The Brooklyn-based firm is raising a modest $10 million in new funding from existing backers, but the addition of Cisco as a strategic investor is part of an effort to deploy the technology commercially in the private sector and the defense industry.
Qunnect CEO Noel Goddard told Semafor the next step is to prove its technology can work in real-world use cases and begin ramping up sales within the next two years.
In the short term, Qunnect hopes to use its technology with existing fiber-optic networks to make them more secure.
Know More
Today, the best method for secure communications is end-to-end encryption.
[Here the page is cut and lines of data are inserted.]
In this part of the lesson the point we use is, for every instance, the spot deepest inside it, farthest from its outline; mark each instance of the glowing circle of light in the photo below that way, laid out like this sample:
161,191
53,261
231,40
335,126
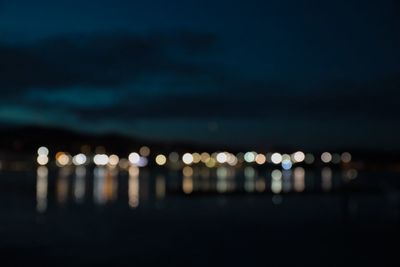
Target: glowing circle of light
161,160
79,159
144,151
346,157
221,158
326,157
250,157
260,159
187,158
299,156
100,159
63,159
42,160
134,158
286,164
43,151
113,160
276,158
If one person sends an encrypted message across the internet, it doesn’t matter if the message is intercepted because the message can only be read with an encryption key that today’s computers are unable to crack.
One limitation to that method, though, is that more powerful quantum computers in the future could break through modern forms of encryption. It’s possible to store vast quantities of today’s encrypted data in anticipation of one day being able to decrypt it.
The principles of quantum physics can also be used to prevent eavesdropping entirely. In the quantum world, subatomic particles can enter quantum states of superposition (being in multiple states simultaneously) and entanglement (when two particles become linked, no matter how far apart).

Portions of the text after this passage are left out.